Die chronische Gastritis ist in der Bevölkerung weit verbreitet. Chronische Magenschleimhautentzündungen nehmen mit dem Alter zu. Nicht alle Betroffenen haben typische Gastritisbeschwerden. Dennoch erhöht sich auch bei jenen, die von der Entzündung nichts spüren, das Risiko, später an Magenkrebs zu erkranken. Das trifft besonders auf Entzündungen vom Typ A, aber auch auf Helicobacter-pylori-Infektionen zu. Wegen seiner Vielfalt lässt sich für das gesamte Krankheitsbild Gastritis – also alle akuten und chronischen Entzündungen zusammengenommen – nicht genau angeben, wie viele Menschen unter dieser Erkrankung leiden.
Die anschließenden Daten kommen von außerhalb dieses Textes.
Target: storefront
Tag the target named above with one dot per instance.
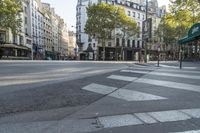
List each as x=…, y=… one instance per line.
x=190, y=44
x=13, y=51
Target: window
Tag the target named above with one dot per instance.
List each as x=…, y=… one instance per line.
x=25, y=20
x=138, y=15
x=123, y=42
x=138, y=24
x=133, y=14
x=109, y=44
x=133, y=43
x=129, y=13
x=128, y=43
x=143, y=17
x=89, y=39
x=117, y=42
x=138, y=44
x=25, y=9
x=26, y=31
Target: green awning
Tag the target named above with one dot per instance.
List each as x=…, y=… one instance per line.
x=193, y=34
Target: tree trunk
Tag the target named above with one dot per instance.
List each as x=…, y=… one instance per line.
x=104, y=50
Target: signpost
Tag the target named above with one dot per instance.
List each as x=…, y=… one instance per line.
x=146, y=33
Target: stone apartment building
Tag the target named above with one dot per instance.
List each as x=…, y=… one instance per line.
x=134, y=46
x=41, y=35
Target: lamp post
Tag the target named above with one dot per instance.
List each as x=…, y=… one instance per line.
x=181, y=58
x=146, y=39
x=158, y=57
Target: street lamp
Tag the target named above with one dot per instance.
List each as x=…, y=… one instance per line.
x=158, y=57
x=146, y=39
x=181, y=58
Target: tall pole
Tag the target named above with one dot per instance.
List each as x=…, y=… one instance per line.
x=145, y=41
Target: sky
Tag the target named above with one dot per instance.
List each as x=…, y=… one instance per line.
x=67, y=10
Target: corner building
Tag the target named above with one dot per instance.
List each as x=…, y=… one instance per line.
x=133, y=49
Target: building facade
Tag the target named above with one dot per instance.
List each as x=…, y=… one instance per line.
x=42, y=34
x=130, y=48
x=18, y=46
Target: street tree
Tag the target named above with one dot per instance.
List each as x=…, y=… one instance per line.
x=101, y=22
x=103, y=19
x=10, y=15
x=128, y=28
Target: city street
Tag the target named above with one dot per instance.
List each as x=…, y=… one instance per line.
x=99, y=97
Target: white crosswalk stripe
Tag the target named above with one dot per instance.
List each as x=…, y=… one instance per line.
x=101, y=89
x=192, y=131
x=163, y=74
x=130, y=95
x=146, y=118
x=123, y=78
x=123, y=94
x=181, y=86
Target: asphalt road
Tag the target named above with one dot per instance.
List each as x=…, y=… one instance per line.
x=99, y=97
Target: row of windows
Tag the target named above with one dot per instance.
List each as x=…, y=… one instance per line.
x=139, y=16
x=129, y=43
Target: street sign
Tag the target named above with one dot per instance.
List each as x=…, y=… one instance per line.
x=147, y=29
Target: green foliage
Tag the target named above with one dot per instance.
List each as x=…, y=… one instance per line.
x=104, y=18
x=127, y=25
x=175, y=25
x=10, y=14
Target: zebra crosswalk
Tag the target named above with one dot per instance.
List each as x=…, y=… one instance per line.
x=130, y=94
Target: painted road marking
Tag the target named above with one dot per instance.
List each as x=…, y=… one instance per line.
x=101, y=89
x=130, y=95
x=163, y=74
x=195, y=113
x=135, y=71
x=123, y=78
x=124, y=94
x=119, y=121
x=168, y=116
x=181, y=86
x=147, y=118
x=181, y=71
x=192, y=131
x=177, y=67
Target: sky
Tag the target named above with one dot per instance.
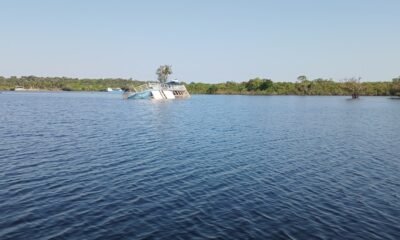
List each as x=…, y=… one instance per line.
x=204, y=41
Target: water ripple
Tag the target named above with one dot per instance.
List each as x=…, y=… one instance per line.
x=91, y=166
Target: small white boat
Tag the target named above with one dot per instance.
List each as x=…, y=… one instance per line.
x=114, y=90
x=169, y=90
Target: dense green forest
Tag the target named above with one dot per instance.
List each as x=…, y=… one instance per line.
x=303, y=86
x=256, y=86
x=65, y=84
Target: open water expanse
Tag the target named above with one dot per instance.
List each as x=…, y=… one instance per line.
x=94, y=166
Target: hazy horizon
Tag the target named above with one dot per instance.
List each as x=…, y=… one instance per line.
x=203, y=41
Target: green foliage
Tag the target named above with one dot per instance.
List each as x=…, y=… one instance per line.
x=255, y=86
x=163, y=72
x=395, y=88
x=319, y=86
x=65, y=84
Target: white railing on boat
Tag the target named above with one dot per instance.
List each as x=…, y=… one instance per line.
x=159, y=86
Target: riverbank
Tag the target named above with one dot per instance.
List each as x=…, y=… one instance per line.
x=257, y=86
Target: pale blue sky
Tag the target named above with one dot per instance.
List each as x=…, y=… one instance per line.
x=207, y=41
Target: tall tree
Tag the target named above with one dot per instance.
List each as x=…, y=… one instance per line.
x=163, y=72
x=354, y=86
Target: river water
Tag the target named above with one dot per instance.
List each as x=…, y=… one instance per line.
x=94, y=166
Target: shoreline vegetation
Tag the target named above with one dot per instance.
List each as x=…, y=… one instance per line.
x=256, y=86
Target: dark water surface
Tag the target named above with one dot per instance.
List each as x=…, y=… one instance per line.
x=94, y=166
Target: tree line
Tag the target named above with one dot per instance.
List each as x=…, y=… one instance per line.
x=303, y=86
x=255, y=86
x=65, y=84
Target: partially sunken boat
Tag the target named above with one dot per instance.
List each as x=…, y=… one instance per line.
x=152, y=90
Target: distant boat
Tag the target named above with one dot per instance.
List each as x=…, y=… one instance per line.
x=18, y=88
x=169, y=90
x=114, y=90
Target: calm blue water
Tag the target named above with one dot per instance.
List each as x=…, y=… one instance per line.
x=94, y=166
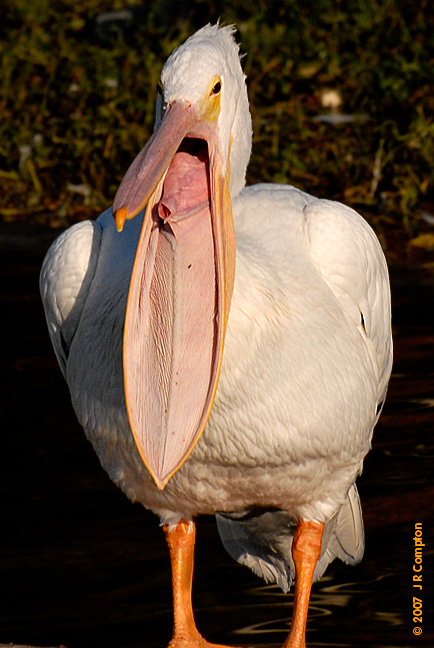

Mit Zahlen lässt sich nur die Ausbreitung des Bakteriums Helicobacter pylori belegen. Der kleine Keim findet sich in nahezu der Hälfte aller Mägen der gesamten Menschheit. Dabei schwanken die Zahlen enorm zwischen den Regionen der Erde. So findet sich der Erreger in den USA und in anderen industrialisierten Ländern, darunter auch in Deutschland, bei circa 30 Prozent der Bevölkerung, dagegen bei bis zu 80 Prozent der Einwohner von Entwicklungs- und Schwellenländern. Für die USA konnte gezeigt werden, dass das Risiko, Helicobacter pylori im Magen zu tragen, mit dem Alter zunimmt. So sind etwas 50 Prozent der 60-jährigen, aber nur 20 Prozent der 30-jährigen US-Amerikaner von dem Bakterium besiedelt. Dieser Unterschied beruht offenbar darauf, dass sich das Bakterium, welches normalerweise in der Kindheit erworben wird, besonders bei schlechten Wohnverhältnissen und ungenügender Hygiene verbreiten kann. Diesbezüglich ist die jüngere amerikanische Generation meist unter besseren Bedingungen als ihre Großeltern aufgewachsen. Die in den letzten Jahrzehnten sprunghaft angestiegene Antibiotikaeinnahme, die unbeabsichtigt auch dem Magen-Helicobacter zusetzte, kann als zusätzliche Erklärung für den Altersunterschied dienen.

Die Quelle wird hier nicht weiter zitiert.